Social engineering, in the context of information security (IS), refers to psychological manipulation of people into performing actions or divulging confidential information. A type of confidence trick for the purpose of information gathering, fraud, or system access, it differs from a traditional “con” in that it’s often one of many steps in a more complex fraud scheme.
Social engineering can be easily used to gain access into corporate property, information, protected or sensitive data, industrial espionage. Different techniques can be applied, as pretexting, diversion theft, phishing, IVR or phone phishing, baiting, quid pro quo, tailgating, among others.
We provide training to the client’s staff, we offer guidance and a security awareness of the potential danger of social engineering events. Including how to mitigate and prevent social engineering to happen in the client’s company. Real world scenarios and case studies are demonstrated. The material we provide includes Kevin Mitnick’s social engineering examples, among others, in an easy to read and understand way, ebook format. We help our clients to reduce their security risks by, among other items:
- Establishing frameworks of trust on an employee / personnel level, specifying and training personnel when / where / why / how sensitive information should be handled.

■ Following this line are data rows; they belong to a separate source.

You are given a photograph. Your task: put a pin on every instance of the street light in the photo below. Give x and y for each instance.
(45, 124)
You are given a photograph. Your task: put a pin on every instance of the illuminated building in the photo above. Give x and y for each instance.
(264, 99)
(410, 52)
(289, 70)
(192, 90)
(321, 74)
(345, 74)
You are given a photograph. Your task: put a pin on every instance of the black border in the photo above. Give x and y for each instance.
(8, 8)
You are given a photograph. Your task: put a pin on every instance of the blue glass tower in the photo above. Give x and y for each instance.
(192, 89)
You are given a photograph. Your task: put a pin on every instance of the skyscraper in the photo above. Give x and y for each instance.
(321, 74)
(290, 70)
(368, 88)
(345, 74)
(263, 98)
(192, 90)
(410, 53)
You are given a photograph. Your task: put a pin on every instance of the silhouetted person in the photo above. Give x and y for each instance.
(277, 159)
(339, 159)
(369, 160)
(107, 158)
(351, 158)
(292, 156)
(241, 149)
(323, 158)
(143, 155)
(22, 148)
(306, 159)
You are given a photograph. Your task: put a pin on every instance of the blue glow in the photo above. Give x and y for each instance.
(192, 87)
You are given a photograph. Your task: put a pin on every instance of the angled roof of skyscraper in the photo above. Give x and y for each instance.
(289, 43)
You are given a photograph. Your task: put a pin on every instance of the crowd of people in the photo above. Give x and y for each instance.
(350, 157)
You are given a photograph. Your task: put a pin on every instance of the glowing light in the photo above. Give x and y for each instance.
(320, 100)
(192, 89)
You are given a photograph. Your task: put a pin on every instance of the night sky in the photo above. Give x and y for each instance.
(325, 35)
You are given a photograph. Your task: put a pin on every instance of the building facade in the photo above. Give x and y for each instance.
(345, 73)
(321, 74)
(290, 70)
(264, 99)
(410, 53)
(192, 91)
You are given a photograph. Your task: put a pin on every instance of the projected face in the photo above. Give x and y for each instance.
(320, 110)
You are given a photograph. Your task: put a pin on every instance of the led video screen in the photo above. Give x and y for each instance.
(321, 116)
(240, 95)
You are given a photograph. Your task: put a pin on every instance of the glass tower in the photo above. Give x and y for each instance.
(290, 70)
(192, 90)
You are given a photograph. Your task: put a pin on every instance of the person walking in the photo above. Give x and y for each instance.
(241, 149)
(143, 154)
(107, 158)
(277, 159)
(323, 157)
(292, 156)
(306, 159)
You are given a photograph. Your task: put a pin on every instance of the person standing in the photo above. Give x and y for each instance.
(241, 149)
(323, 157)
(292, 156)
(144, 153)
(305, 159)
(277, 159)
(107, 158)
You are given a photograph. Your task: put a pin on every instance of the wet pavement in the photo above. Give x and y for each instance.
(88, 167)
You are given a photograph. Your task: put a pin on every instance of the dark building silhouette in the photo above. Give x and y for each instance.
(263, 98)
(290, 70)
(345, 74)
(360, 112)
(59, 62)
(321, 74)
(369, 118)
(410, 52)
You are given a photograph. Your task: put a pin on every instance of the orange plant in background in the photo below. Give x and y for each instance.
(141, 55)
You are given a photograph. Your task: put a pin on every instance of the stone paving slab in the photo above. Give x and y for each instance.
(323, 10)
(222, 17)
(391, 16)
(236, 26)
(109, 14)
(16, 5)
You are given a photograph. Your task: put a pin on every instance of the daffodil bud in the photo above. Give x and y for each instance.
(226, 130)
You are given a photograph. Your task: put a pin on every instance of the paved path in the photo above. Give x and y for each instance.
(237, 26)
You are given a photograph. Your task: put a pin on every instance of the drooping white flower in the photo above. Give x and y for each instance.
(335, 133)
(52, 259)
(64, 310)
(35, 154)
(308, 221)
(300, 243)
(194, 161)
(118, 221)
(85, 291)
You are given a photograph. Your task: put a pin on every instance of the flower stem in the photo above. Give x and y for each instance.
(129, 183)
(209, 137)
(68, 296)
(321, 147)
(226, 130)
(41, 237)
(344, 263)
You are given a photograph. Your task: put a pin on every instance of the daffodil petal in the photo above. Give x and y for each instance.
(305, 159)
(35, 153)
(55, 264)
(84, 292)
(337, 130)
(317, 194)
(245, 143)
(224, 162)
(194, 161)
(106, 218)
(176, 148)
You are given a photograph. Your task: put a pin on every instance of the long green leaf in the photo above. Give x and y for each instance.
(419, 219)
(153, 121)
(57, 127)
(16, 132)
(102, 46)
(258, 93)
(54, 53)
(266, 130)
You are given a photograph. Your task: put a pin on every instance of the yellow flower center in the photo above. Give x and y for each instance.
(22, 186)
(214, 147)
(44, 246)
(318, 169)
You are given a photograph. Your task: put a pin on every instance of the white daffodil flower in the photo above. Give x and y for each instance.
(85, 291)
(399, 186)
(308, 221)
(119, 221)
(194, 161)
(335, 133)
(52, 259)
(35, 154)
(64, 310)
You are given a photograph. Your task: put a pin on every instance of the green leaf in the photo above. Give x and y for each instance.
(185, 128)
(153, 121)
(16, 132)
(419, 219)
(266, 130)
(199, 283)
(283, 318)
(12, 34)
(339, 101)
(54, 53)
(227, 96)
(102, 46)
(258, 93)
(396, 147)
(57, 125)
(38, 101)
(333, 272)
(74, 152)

- Identifying which information is sensitive and evaluating its exposure to social engineering and breakdowns in security systems as building and computer system.
- Establishing security protocols, policies, and procedures for handling sensitive information.
- Training employees in security protocols relevant to their position, in situations such as tailgating, if a person’s identity cannot be verified, then employees must be trained to politely refuse.
- Performing unannounced, periodic tests of the security framework.
- Reviewing all steps regularly, as no solutions to information integrity are perfect.
- Using a waste management service that has dumpsters with locks on them, with keys to them limited only to the waste management company and the cleaning staff.
- Locating the dumpster either in view of employees such that trying to access it carries a risk of being seen or caught or behind a locked gate or fence where the person must trespass before they can attempt to access the dumpster.